Police will continue searching the area in southern NSW on Monday after a number of bones were found at about 3.15pm (AEST) on Sunday by a group of trail bike riders.
The bones were found exposed and lying on the ground in an area off a bush track, News Ltd reported.
Belanglo State Forest was the dumping ground used by serial killer Ivan Milat, who buried his victims in shallow graves in the area in the infamous Backpacker Murders.
Police secured a crime scene in the forest and the bones are being examined to establish if they are human.
Police were treating the discovery "as human, until we know better", NSW homicide squad head Detective Superintendent Peter Cotter told The Sydney Morning Herald.
A search of the area was called off on Sunday due to poor lighting.
Forensic detectives will continue searching the forest floor on Monday morning to establish if there are any further remains at the scene.
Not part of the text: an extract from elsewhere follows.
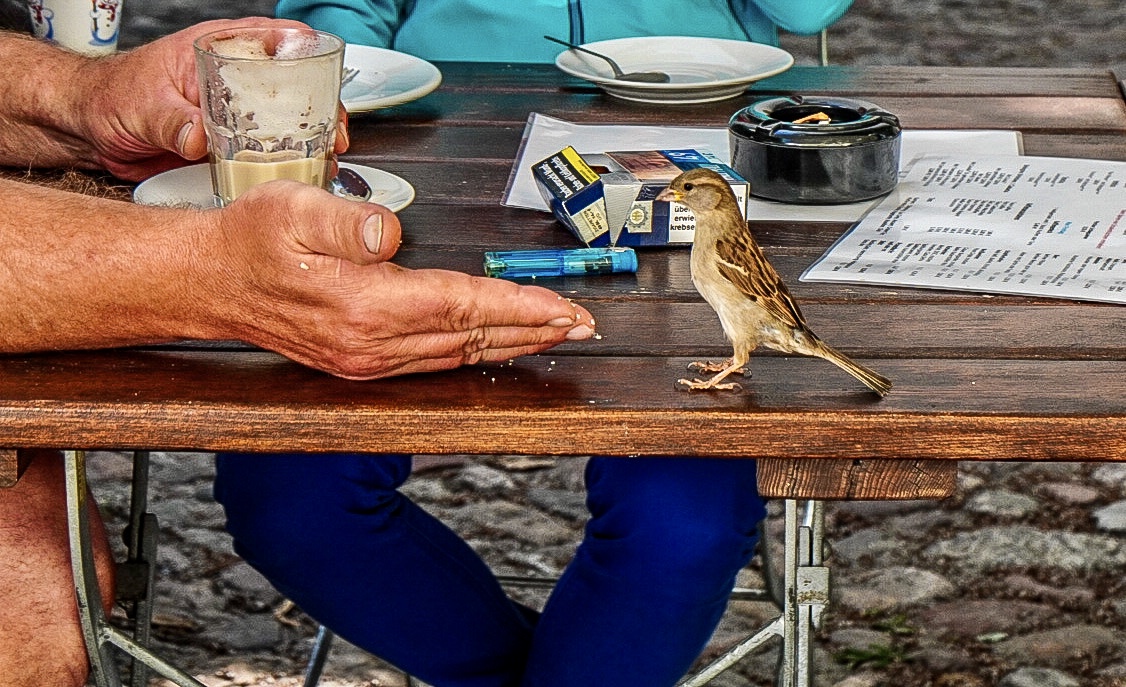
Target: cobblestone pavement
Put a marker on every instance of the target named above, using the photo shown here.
(1015, 581)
A police spokeswoman said investigations are continuing.
Milat, one of Australia's worst serial killers, was jailed for life in 1996 for the murders of seven backpackers.
Milat's victims - Deborah Everist and James Gibson of Melbourne, German backpackers Simone Schmidl, Anja Habschied and Gabor Neugebauer, and Britons Joanne Walters and Caroline Clarke - went missing between 1989 and 1992.
Their bodies were found concealed in makeshift graves in the Belanglo State Forest between September 1992 and November 1993.